There were just a few converts at first, but Alma took over the process of organizing with a smug zest that made me want to kick her.
She was all humility and worship to Arty—a kind of “Kiss the Ground on Which Your Blessed Brown Balls Drag” smarminess. But with the converts she reigned as a high priestess, prophet, and mega-bitch. She originated the concept of “Artier than Thou.” She ordered, organized, and patronized. The redheads, who had to wait on her and wheel her around in a replica of Arty’s chair, hated her. Soon there were enough of the “Admitted” to give Alma a full-time staff. The redheads went thankfully back to balloon games, popcorn, and ticket sales.
Not that Arty was ever less than In Charge. Though he appeared only in his tank and did no trivial fraternizing, he knew everything. Most likely the whole thing in all its details was Arty’s invention. He gave orders to Alma by intercom.
She sat in her commandeered trailer office chirping earnestly into the box on her desk and listening reverently to replies. Her method of passing orders on to the lesser members was as snooty as that of any conveyor from on high.

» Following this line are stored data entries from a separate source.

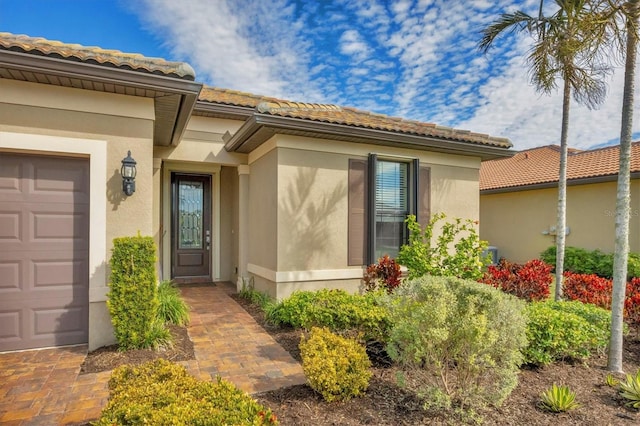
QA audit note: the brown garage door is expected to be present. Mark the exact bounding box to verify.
[0,152,89,352]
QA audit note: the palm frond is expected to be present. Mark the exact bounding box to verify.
[479,11,538,52]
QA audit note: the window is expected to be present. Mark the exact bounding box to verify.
[373,160,410,259]
[368,155,417,261]
[348,155,430,266]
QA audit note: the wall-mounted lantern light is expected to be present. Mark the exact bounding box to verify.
[121,150,137,196]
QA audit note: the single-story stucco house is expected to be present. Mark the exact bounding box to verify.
[0,32,513,352]
[480,143,640,263]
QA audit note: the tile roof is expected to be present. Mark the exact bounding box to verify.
[198,86,513,149]
[480,142,640,191]
[0,32,195,80]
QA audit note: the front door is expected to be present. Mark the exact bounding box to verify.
[171,173,211,279]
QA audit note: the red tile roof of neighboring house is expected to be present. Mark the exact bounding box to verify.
[480,142,640,191]
[198,86,513,149]
[0,32,196,80]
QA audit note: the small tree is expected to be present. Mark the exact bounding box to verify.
[397,213,489,280]
[107,234,162,350]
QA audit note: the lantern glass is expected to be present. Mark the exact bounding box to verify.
[122,164,136,178]
[120,151,137,178]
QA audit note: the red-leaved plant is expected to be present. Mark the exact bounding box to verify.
[563,274,640,326]
[479,258,552,301]
[563,272,613,309]
[362,255,402,293]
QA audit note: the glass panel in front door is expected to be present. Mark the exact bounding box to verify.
[178,181,203,249]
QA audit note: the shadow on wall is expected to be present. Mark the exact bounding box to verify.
[281,168,346,270]
[106,169,125,210]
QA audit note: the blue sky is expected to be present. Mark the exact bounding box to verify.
[1,0,639,151]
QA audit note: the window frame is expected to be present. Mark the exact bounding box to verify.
[367,154,419,263]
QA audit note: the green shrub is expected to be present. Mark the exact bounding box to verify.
[299,327,372,402]
[107,234,165,350]
[239,279,276,311]
[539,384,580,413]
[157,280,190,326]
[398,213,489,280]
[541,246,640,279]
[382,276,527,410]
[141,318,172,350]
[266,289,389,340]
[524,301,610,366]
[94,359,278,425]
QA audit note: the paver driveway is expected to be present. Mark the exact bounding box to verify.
[0,282,305,425]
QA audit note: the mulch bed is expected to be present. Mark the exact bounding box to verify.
[80,324,195,374]
[81,294,640,425]
[231,295,640,425]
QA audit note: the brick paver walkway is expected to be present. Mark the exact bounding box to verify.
[0,282,305,425]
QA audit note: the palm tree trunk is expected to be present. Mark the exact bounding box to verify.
[555,78,571,301]
[608,0,638,373]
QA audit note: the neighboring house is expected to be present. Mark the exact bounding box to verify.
[480,144,640,263]
[0,32,512,352]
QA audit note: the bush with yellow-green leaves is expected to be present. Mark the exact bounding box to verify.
[299,327,372,402]
[94,359,278,425]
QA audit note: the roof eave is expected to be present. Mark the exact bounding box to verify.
[193,101,255,121]
[0,49,203,147]
[480,171,640,194]
[225,114,514,160]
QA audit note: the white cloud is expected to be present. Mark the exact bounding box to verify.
[339,29,370,61]
[130,0,640,150]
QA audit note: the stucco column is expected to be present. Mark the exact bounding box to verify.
[152,158,163,281]
[237,165,250,291]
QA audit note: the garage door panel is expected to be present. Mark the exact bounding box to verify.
[34,305,88,336]
[0,212,21,241]
[0,310,21,341]
[33,163,88,194]
[0,261,20,290]
[0,161,22,193]
[33,258,88,288]
[0,153,89,352]
[32,211,88,242]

She set Arturism up like a traveling fat fa
rm for nuns. Though she herself had lucked onto Arty while flat broke, all who came after paid what she called a “dowry.” Arty said, in private, that the scumbags were required to fork over everything they had in the world, and, if it wasn’t enough, they could go home and get their ears pierced or their peckers circumcised and see what that did for them.
The thing grew. Arty’s fans—or the “Admitted,” as Alma insisted on calling them—began to trail after the show in cars and vans and trailers of their own. From a half-dozen simple characters wandering the midway with white bandages where fingers or toes had been, there grew a ragtag horde camped next to the show everyplace we stopped. Within three years the caravan would string out for a hundred miles behind us when we moved.

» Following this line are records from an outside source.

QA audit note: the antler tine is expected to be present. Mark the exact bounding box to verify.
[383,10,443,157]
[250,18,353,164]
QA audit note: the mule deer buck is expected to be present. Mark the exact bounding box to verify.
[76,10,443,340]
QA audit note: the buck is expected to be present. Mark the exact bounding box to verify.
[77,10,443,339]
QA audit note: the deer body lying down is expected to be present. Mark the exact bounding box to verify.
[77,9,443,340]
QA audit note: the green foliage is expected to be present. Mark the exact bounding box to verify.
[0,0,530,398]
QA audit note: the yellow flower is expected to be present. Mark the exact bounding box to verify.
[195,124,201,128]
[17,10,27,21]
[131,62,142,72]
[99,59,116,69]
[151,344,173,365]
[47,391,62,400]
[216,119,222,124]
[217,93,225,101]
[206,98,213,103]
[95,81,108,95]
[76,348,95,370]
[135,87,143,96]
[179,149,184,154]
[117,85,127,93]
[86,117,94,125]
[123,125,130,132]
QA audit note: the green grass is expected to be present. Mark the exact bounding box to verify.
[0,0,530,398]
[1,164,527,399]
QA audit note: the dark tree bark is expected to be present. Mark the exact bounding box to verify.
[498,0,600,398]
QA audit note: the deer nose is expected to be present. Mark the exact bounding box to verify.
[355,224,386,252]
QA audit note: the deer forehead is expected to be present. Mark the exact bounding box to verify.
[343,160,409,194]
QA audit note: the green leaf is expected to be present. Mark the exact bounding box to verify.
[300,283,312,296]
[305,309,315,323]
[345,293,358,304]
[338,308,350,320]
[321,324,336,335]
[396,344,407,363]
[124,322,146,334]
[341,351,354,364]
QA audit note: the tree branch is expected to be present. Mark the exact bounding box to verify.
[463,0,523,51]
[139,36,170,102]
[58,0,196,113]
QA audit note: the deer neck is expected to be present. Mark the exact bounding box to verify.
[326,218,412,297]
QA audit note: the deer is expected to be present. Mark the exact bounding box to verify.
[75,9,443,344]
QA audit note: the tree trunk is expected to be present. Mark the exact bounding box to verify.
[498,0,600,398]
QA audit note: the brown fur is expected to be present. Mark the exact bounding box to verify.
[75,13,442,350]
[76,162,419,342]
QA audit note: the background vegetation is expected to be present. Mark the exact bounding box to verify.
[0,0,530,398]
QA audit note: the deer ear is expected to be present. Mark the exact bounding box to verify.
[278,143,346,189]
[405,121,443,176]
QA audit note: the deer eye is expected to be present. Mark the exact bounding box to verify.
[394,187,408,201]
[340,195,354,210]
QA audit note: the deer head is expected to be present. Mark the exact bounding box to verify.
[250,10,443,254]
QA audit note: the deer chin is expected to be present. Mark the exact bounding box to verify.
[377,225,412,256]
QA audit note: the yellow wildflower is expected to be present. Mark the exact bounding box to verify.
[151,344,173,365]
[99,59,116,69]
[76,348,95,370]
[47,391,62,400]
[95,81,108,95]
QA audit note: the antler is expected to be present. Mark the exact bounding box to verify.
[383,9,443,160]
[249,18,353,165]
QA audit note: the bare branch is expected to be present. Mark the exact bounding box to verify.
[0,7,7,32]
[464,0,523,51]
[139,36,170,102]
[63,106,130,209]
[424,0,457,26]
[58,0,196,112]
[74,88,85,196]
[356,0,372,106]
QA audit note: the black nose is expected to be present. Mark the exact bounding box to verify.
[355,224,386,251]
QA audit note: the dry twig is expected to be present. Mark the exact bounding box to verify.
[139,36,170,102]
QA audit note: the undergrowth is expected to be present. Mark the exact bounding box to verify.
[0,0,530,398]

Papa hired more guards and had the Binewski vans wired for security. After a month of phoning and looking and asking, Papa bought the biggest tent any of us had ever seen and set it up around Arty’s stage-truck.
Dr. P. got a big new surgery truck with a self-contained generator. Two of the big trailers were converted to post-operative recovery wards. Chick was with Dr. Phyllis from early morning until supper every day. He was getting thinner and he fell asleep at the table leaning on Mama night after night.
“When does he play?” she would ask, her eyes blinking at the air directly in front of her.
Papa talked to Arty and Arty passed the word to Doc P. Dr. Phyllis didn’t like it, but two hours each day, one after breakfast and another before supper, Chick was ordered to play where Mama could see him. She started reading fairy tales to him during the morning hour. In the afternoon he dutifully pushed toy cars around the floor of the family van, making motor noises, so Mama could hear him as she made supper.
Having established the chain of command, having petrified two dozen finger-and-toe novices into doing all the paperwork, Alma shed her left arm to the shoulder. She spent hours crooning to herself on her infirmary bed with the screen drawn around her for privacy. Her voice grew frail and she stopped testifying.